Weihnachten verlebte Elisabeth mit ihrem Manne vergnügt bei den Großeltern; Januar und Februar zog sie vor still und zurückgezogen zu leben, und, als im März die Frühlingssonne so warm durch die Fenster schien, da war es ihr als ob sie ein Wunder erlebt, – ein liebes Kind lag neben ihr in der Wiege. Sie lauschte andächtig den leisen Athemzügen und Bewegungen unter dem grünen Schleier, und faltete die Hände und pries den Herrn für diese unverdiente Gnade. Nun, war sie fest überzeugt, konnte von keiner Langenweile mehr die Rede sein, nun war ihr Beruf erst ein recht seliger. Das Kindlein hatte ihr doch noch gefehlt: sie konnte es einmal nicht vertragen, wenn ihr Mann zerstreut und beschäftigt neben ihr her ging, ihr Herz hatte sich dann gleich einsam gefühlt; jetzt hatte sie ein Wesen, was sie mit vollem Herzen immer warm umfassen konnte. Wie bei ihrer Verlobung nur einzig und allein ihre Liebe die Gewähr ihres Glückes sein sollte, so war es jetzt aber ganz gewiß und sicher dieses süße Kind.

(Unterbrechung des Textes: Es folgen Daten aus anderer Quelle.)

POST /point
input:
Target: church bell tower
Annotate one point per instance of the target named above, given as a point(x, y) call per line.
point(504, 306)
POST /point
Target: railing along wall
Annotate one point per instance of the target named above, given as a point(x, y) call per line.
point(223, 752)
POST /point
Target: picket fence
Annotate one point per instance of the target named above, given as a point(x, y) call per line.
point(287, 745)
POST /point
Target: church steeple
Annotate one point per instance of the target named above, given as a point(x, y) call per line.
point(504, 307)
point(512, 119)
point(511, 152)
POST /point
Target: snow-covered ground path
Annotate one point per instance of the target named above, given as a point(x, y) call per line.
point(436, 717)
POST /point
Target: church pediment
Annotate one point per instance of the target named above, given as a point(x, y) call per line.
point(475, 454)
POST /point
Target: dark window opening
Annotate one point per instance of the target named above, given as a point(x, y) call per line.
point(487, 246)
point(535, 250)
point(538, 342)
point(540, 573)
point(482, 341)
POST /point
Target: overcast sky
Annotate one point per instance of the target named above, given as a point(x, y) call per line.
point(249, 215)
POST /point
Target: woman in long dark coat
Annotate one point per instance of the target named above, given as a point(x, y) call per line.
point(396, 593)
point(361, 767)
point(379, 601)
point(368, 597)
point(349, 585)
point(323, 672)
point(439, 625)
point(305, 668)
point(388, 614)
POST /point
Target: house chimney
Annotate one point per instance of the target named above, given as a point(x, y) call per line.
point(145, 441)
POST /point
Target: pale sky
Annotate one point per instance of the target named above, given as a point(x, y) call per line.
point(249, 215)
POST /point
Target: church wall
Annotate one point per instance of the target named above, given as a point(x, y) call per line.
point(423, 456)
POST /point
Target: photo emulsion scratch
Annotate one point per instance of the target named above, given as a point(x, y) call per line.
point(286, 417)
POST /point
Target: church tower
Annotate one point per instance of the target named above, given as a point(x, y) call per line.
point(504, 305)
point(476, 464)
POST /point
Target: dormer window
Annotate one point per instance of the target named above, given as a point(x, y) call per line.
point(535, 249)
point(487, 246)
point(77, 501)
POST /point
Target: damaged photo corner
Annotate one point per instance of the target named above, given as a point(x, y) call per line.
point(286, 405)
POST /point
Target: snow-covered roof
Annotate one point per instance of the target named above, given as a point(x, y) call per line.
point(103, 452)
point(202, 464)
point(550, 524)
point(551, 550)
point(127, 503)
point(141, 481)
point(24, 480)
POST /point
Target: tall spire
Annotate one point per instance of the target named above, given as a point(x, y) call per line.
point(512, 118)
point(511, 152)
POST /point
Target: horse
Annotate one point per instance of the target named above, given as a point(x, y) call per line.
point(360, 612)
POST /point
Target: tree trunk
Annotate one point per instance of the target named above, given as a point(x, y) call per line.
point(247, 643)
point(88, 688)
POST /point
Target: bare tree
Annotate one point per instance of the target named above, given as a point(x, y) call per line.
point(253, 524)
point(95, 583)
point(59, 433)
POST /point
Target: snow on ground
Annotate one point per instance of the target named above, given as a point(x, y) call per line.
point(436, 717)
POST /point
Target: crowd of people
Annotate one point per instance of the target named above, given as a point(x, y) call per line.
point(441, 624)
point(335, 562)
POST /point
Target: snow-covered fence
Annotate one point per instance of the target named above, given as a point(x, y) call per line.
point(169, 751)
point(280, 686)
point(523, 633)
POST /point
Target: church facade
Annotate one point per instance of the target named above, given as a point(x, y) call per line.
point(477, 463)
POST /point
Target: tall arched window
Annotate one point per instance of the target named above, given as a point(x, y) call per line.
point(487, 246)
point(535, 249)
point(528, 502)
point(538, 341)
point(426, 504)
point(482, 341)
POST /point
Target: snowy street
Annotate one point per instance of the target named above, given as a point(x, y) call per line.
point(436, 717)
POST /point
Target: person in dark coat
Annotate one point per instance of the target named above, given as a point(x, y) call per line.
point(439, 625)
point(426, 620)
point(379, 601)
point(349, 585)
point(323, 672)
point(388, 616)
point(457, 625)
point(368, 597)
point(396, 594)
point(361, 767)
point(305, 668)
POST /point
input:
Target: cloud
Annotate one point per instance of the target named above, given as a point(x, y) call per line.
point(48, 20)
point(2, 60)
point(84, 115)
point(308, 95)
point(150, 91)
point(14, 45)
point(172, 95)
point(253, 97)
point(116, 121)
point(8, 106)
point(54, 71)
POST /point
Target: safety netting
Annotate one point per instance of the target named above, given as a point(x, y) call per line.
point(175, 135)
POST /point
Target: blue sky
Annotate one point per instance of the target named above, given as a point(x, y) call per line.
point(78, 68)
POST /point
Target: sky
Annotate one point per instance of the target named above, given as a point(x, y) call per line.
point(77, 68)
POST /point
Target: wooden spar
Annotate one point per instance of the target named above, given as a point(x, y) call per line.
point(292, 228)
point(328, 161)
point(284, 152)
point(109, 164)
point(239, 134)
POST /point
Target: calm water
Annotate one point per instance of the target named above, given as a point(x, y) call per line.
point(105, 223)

Kadden war glücklich mit seiner Elisabeth, am meisten bewegte ihn aber eigentlich nur die Freude, die sie an dem Kinde hatte, und er versicherte seiner Schwiegermutter, die zur Pflege des Kindleins gekommen: der Junge werde ihn erst recht interessiren, wenn er ihn auf sein Pferd heben dürfe, – worauf Elisabeth ihm die tröstliche Versicherung gab: wenn er bis zum Herbst mit dem Kinde umzugehen würde gelernt haben, so wollte sie es ihm dann selbst hinauf reichen. Der Sommer verging Elisabeth im ungestörten Glücke. Wenn ihr Mann ärgerlich oder heftig oder verstimmt war, was allerdings jetzt öfter als im ersten Sommer vorkam, so hatte sie ihren lieben kleinen Friedrich, der sich ihre Sorgfalt und ihre Liebe so gern gefallen ließ. Sie hielt es auch nicht der Mühe werth, immer gleich Verständigung mit dem Manne zu suchen; es machte sich ja meistens recht gut von selbst, und ihr Otto war dann immer wieder so gut und freundlich, daß sie meinte, sie sei die glücklichste Frau von der Welt.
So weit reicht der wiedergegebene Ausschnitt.